The rebels seized Baja California border villages like Mexicali, Los Algodones, and Tijuana, conducting a number of their raids from the backs of hijacked trains. Over the roar of the rails, unfamiliar voices suddenly boomed across town plazas newly bedecked in red banners. Some of the revolutionists spoke in Welsh and Australian brogues, others in the rugged dialects of the US mountain states, others in the studious Spanish of urban Mexican literatis freshly returned from their American exiles. But more familiar accents rang out, too. Other insurrectionists, their voices somewhat muted in the historical record, spoke their minds in the local idioms of the borderlands, as well as in the maligned indigenous languages of Kiliwa, Cocopah, and Kumeyaay.

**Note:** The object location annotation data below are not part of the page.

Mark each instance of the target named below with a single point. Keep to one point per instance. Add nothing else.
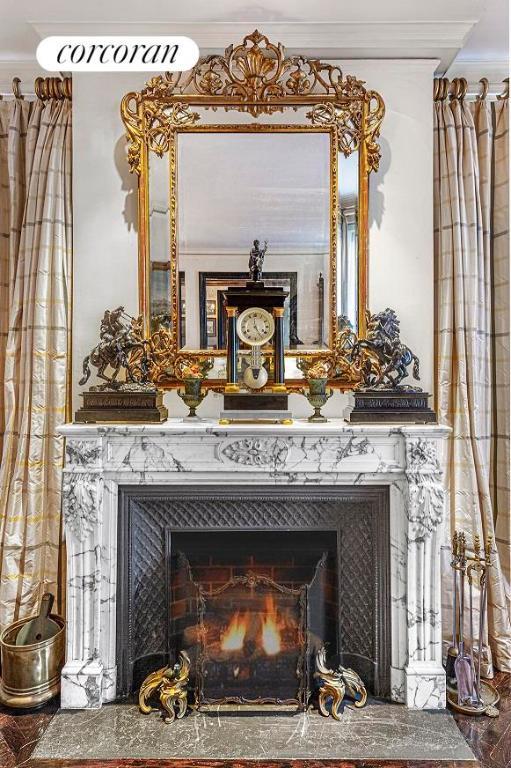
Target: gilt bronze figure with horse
(383, 360)
(121, 347)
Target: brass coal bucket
(30, 673)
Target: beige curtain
(470, 175)
(35, 262)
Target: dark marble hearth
(380, 731)
(489, 739)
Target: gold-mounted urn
(31, 673)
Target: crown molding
(362, 40)
(473, 70)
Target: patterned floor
(489, 739)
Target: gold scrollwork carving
(334, 685)
(151, 122)
(170, 683)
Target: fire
(270, 639)
(234, 637)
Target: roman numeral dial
(255, 326)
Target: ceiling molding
(362, 40)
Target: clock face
(255, 326)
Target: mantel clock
(255, 315)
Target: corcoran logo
(116, 54)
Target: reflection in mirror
(347, 240)
(233, 188)
(159, 243)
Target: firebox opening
(251, 608)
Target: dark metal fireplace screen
(158, 523)
(252, 636)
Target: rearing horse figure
(119, 336)
(385, 348)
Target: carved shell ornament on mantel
(257, 452)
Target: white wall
(401, 210)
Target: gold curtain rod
(444, 88)
(46, 88)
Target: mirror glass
(159, 242)
(234, 188)
(347, 240)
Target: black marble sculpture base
(390, 406)
(120, 406)
(255, 406)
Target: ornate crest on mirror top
(257, 78)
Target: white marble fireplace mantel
(100, 458)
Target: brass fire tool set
(466, 692)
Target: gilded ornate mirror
(252, 145)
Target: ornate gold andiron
(335, 684)
(171, 684)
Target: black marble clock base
(390, 406)
(122, 406)
(256, 406)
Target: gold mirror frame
(257, 78)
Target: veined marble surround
(99, 458)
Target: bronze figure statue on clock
(255, 317)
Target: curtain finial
(484, 89)
(505, 92)
(16, 88)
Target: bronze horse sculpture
(121, 341)
(382, 358)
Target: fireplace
(252, 582)
(375, 491)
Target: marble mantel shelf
(100, 458)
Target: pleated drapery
(35, 264)
(472, 323)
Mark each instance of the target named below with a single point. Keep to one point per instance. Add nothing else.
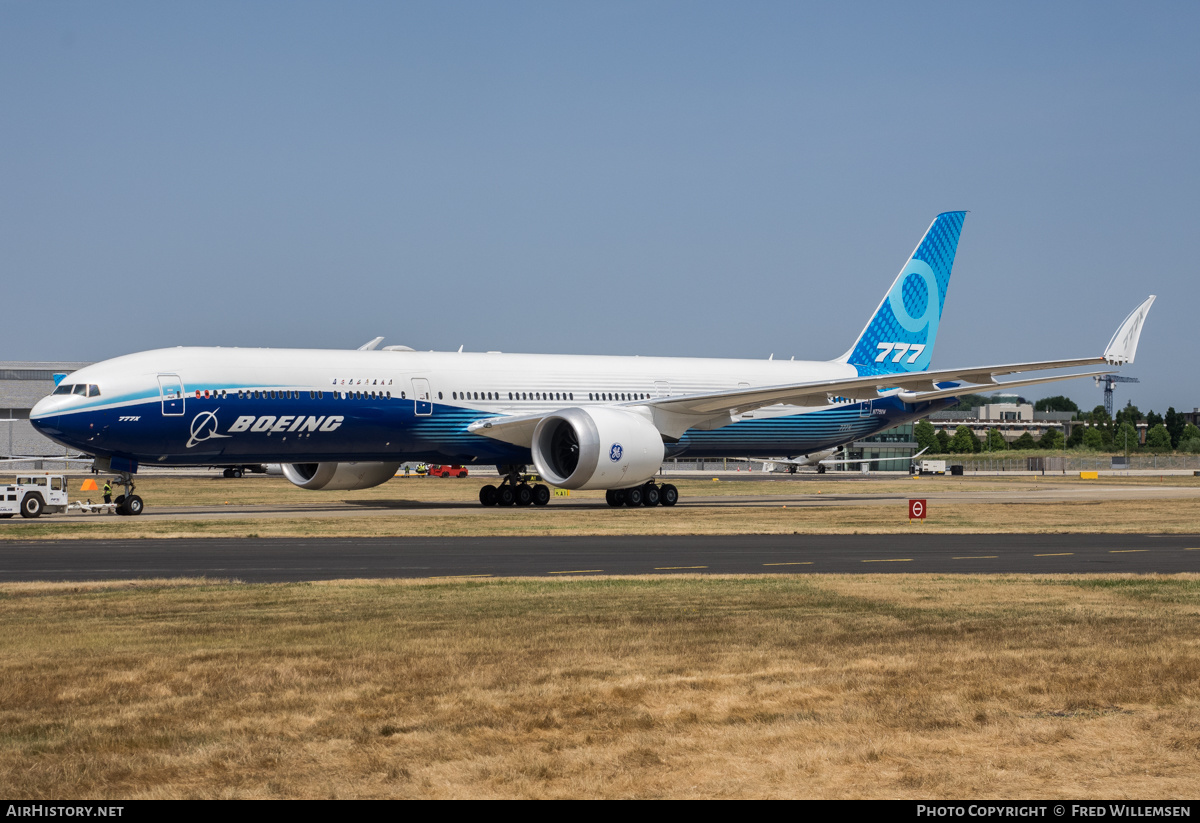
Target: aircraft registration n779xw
(343, 420)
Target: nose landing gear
(129, 503)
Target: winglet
(1123, 344)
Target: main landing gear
(514, 490)
(648, 494)
(129, 503)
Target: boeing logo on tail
(585, 422)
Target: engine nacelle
(599, 448)
(339, 476)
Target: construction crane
(1109, 379)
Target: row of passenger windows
(289, 394)
(547, 395)
(277, 394)
(85, 389)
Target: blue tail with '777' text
(900, 335)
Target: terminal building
(22, 384)
(1009, 419)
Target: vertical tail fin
(901, 332)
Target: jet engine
(339, 476)
(600, 448)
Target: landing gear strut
(514, 490)
(648, 494)
(127, 503)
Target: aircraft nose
(46, 412)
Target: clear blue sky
(643, 178)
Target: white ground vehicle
(34, 494)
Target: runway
(276, 560)
(409, 503)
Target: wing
(676, 415)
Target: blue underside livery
(390, 430)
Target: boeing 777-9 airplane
(345, 420)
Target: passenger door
(171, 389)
(423, 398)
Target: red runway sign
(916, 510)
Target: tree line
(1164, 433)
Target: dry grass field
(435, 506)
(833, 686)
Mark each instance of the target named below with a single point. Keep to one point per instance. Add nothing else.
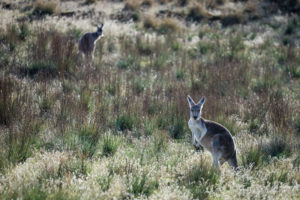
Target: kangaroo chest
(199, 131)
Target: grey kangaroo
(87, 42)
(212, 136)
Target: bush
(141, 185)
(150, 23)
(43, 7)
(131, 5)
(8, 104)
(253, 157)
(168, 26)
(178, 128)
(44, 68)
(196, 13)
(110, 145)
(278, 146)
(125, 122)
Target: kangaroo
(87, 42)
(212, 136)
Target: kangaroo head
(100, 29)
(195, 109)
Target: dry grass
(44, 7)
(132, 5)
(117, 128)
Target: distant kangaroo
(212, 136)
(87, 42)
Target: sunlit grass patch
(110, 145)
(200, 179)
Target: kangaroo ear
(201, 102)
(190, 100)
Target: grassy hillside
(116, 128)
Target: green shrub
(141, 185)
(42, 67)
(139, 86)
(110, 145)
(178, 128)
(168, 26)
(43, 7)
(253, 157)
(180, 74)
(150, 23)
(278, 146)
(125, 122)
(129, 62)
(83, 140)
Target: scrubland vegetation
(117, 128)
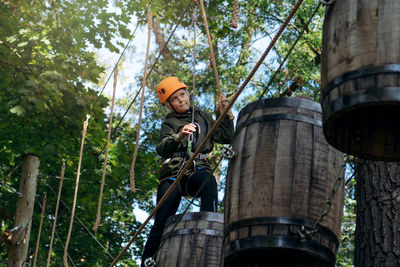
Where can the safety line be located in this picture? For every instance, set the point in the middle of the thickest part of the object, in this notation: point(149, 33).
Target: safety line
point(81, 223)
point(135, 151)
point(85, 124)
point(40, 228)
point(212, 57)
point(103, 176)
point(58, 237)
point(56, 212)
point(213, 129)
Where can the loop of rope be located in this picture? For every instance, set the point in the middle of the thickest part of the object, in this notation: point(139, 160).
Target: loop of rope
point(103, 176)
point(213, 129)
point(212, 57)
point(235, 15)
point(85, 124)
point(56, 212)
point(132, 170)
point(40, 228)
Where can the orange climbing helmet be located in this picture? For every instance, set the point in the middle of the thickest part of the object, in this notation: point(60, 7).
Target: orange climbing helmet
point(169, 86)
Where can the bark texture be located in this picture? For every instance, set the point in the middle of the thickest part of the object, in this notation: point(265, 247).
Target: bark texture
point(378, 214)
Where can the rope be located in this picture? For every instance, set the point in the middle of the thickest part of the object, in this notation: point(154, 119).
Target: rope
point(132, 171)
point(235, 15)
point(153, 66)
point(56, 212)
point(212, 57)
point(194, 20)
point(81, 223)
point(116, 64)
point(213, 129)
point(103, 176)
point(40, 229)
point(85, 124)
point(58, 237)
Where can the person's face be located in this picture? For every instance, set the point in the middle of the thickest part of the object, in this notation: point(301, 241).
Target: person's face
point(180, 101)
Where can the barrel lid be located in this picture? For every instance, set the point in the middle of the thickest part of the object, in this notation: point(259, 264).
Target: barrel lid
point(197, 216)
point(301, 102)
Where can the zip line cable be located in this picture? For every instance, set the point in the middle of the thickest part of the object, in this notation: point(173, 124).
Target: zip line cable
point(81, 223)
point(103, 176)
point(116, 64)
point(85, 124)
point(132, 170)
point(194, 20)
point(212, 57)
point(153, 66)
point(235, 13)
point(40, 228)
point(58, 237)
point(56, 212)
point(213, 129)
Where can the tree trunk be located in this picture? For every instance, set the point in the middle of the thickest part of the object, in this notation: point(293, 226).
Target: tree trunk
point(18, 247)
point(377, 236)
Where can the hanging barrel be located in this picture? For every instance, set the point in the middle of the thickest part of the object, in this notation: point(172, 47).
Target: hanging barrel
point(360, 78)
point(195, 240)
point(276, 186)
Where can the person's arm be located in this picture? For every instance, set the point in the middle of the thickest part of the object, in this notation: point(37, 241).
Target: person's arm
point(169, 140)
point(168, 143)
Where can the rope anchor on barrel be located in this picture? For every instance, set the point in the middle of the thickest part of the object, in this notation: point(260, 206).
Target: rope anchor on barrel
point(306, 234)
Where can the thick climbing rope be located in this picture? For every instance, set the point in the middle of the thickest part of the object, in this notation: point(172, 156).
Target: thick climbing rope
point(211, 132)
point(58, 237)
point(194, 55)
point(235, 15)
point(56, 212)
point(85, 124)
point(40, 229)
point(132, 171)
point(103, 176)
point(212, 57)
point(81, 223)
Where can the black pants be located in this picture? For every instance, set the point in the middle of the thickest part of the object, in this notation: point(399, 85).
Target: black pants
point(189, 186)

Within the insurrectionary army, firebrands from the lower tiers of Mexico’s frustrated elite mingled with English-speaking syndicalists from the Industrial Workers of the World (IWW), and both groups rubbed shoulders with dispossessed indigenous farmers who had earlier allied with the liberal revolutionary program based on its promise to subvert the power of the landed hacendado class. A diverse bunch of radicals, reformers, and libertines, the Baja insurrectionists found fellowship in one another through the strikingly capacious ideology of revolutionary Mexican liberalism. “The only thing distinguishing them as an army,” writes the biographer of one international volunteer, was “the anarchist emblem, tiny red bows, pinned to their sleeves.” But there were also straightforward adventurists and opportunists in their midst, including some loudmouthed American chauvinists and at least one likely state informant.